Detection stays anchored to the static evidence; priority drops because the vuln may already be patched in this image.

Migration notes

  • Schema version is NOT bumped. Both priority_score and priority_inputs are additive optional fields, exactly like category in PR #7a.
  • Existing consumers reading confidence continue to work -- they will just see lower numbers for CVE findings (no more EPSS additive).
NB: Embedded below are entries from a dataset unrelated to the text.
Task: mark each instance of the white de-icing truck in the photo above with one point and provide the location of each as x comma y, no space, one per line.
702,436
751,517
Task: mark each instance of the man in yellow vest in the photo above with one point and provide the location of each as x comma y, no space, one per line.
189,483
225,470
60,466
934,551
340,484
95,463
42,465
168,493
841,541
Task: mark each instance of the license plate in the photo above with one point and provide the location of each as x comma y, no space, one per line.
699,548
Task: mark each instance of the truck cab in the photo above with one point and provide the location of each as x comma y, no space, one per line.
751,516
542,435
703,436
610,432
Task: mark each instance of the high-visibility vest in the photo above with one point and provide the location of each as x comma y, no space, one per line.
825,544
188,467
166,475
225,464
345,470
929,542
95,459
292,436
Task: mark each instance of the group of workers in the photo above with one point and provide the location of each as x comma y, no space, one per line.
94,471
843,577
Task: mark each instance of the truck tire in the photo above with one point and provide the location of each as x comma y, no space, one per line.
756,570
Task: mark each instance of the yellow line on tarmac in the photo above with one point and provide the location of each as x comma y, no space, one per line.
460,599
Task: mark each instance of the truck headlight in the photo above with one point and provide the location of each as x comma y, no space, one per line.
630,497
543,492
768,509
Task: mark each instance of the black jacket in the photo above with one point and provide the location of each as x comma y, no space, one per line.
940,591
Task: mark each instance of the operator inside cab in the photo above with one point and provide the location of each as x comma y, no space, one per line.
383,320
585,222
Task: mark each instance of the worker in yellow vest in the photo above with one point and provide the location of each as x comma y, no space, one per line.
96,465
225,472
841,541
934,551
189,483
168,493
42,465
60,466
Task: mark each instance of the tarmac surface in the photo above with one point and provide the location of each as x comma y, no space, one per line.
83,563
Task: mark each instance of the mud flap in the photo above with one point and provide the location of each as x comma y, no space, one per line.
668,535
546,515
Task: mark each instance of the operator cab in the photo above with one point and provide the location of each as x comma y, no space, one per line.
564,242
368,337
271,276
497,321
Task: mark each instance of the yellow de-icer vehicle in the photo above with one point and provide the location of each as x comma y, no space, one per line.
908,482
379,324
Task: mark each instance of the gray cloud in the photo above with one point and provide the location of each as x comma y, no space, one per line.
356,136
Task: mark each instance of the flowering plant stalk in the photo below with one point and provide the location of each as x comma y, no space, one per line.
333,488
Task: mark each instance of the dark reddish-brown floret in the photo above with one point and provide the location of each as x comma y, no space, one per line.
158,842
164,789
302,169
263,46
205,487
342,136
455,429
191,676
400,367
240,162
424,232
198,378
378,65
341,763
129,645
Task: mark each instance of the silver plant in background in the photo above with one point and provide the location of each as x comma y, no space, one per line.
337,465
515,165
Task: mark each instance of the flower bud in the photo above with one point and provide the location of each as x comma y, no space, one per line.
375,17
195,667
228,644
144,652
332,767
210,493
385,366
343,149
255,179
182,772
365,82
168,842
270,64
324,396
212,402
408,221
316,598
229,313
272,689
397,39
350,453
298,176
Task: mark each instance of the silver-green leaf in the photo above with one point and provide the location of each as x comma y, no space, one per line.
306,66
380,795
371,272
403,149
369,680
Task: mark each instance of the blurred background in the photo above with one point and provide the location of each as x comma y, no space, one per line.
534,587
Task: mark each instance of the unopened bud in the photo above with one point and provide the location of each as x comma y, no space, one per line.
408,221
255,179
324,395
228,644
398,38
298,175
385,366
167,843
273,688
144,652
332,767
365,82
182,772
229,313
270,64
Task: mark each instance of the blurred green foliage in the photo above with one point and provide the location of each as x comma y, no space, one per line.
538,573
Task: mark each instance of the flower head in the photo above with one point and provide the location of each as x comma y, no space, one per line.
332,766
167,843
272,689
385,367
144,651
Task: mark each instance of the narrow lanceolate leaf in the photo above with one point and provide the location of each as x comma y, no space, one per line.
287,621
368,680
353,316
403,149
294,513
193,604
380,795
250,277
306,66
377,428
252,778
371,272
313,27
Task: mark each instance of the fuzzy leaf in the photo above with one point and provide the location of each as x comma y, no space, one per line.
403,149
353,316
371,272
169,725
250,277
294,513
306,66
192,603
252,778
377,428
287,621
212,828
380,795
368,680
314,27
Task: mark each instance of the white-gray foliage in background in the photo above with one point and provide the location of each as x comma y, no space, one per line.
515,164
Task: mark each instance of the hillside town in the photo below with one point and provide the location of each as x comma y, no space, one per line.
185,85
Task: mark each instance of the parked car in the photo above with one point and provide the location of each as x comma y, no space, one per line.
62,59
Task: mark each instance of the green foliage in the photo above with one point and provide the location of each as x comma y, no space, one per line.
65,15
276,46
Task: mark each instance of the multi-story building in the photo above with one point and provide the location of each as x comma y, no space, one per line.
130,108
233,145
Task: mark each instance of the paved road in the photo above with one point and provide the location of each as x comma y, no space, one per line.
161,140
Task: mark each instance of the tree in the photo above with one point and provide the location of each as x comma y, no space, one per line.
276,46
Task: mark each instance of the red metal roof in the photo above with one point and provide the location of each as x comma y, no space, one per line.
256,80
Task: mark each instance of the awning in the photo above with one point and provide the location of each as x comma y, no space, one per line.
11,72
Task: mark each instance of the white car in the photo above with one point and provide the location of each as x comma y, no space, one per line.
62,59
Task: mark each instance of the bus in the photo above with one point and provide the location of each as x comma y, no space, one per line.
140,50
  • New ranking UIs should read priority_score instead of confidence. The priority_inputs field exposes the inputs for full auditability.
  • Quality metrics: a new count_findings_by_priority() helper produces per-bucket counts. The existing per-confidence and per-category aggregations are unchanged.
  • SARIF export: properties.scout_priority_score and properties.scout_priority_inputs mirror the new fields. The existing properties.confidence key is unchanged.